Welches ist denn dein Board?

Es gibt nämlich immer mal wieder Probleme, wenn man einen FX8xxx mit einem nicht ganz so hochwertigen Board kombiniert, Stichwort Spannungswandler.

Nebenbei kannst du ja mal mit CPU-Z die CPU-Taktrate während des Spiels kontrollieren.

Ein anderer Ansatz wär zu schauen, ob nicht der RAM oder VRAM volläuft (Task-Manager und GPU-Z)

Ganz abwegig wär auch nicht, dass das Spiel zwischenzeitlich ein Patch bekam, der für die Ruckler verantwortlich ist. Ähnliches ließt man auch z.b. bei GTA V.


----------



## S!lent dob (3. November 2015)

Wenn du bei runtergeschraubter Grafik keine Verbesserung der FPS erkennst, liegt es an der CPU.
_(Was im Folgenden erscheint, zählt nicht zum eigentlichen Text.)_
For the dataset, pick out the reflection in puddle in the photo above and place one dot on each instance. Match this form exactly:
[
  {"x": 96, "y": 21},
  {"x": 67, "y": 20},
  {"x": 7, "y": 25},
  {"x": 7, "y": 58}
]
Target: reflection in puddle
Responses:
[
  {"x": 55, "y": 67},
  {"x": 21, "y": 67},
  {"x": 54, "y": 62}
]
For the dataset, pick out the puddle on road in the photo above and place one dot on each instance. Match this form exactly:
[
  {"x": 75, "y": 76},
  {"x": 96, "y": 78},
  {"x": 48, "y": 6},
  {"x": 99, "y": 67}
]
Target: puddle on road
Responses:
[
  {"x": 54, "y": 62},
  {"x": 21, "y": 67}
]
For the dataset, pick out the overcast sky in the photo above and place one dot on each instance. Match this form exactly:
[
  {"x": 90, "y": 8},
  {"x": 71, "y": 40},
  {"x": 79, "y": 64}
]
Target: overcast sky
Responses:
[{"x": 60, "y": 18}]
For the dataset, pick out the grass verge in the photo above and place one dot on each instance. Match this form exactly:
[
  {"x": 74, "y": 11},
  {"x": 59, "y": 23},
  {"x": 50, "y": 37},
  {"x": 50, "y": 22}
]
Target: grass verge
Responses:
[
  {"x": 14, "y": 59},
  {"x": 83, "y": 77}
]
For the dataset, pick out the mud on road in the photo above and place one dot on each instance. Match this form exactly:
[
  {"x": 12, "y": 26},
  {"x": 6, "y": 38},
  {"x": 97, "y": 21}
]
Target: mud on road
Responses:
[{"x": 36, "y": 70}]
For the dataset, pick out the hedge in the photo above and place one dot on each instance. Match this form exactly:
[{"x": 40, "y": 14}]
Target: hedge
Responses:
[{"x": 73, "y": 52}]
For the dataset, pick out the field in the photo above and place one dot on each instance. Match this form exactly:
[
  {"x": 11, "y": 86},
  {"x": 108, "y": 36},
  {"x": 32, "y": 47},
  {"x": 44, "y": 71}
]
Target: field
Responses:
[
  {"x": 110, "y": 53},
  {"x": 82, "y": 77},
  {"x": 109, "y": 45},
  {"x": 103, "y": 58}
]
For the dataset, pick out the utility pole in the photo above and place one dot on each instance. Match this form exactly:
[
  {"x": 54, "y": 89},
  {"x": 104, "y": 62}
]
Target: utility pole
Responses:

Spiele das Spiel auch regelmäßig und bin i.d.R. immer im VSync Limit von Monitorbedingten 60 FPS, in "waldigen Bereichen" allerdings schonmal runter auf 40, maxed Out unter 1920x1080p


----------



## Dabadas (4. November 2015)

Also über einen Patch habe ich auch schon nachgedacht, allerdings scheinen keine weiteren Personen Probleme damit zu haben.
Mein Board ist ein Asrock 970 Extreme4.
RAM und VRAM scheinen nicht vollzulaufen und die Taktwerte sind alle ganz normal für die Ingame-Werte.


----------



## Booman90 (10. November 2015)

Ich werf hier mal was ganz banales rein. Vllt. hast du den Energiesparmodus eingeschaltet.


----------



## Dabadas (14. November 2015)

Gerade mal nachgeguckt... Leider auch nicht


----------



## Dabadas (9. Dezember 2015)

Habe jetzt nach einiger Zeit Chivalry mal wieder neu installiert... Komischerweise geht das Spiel jetzt. Lasse ich allerdings etwas im Hintergrund laufen (z.B. Google Chrome) oder minimiere das Spiel, dann fängt es wieder an zu laggen, was sich nur durch eine neuinstallation beheben lässt. Komischerweise kann ich das DLC Deadliest Warrior noch ohne Lags spielen, wenn das Hauptspiel nicht richtig läuft und umgekehrt.


----------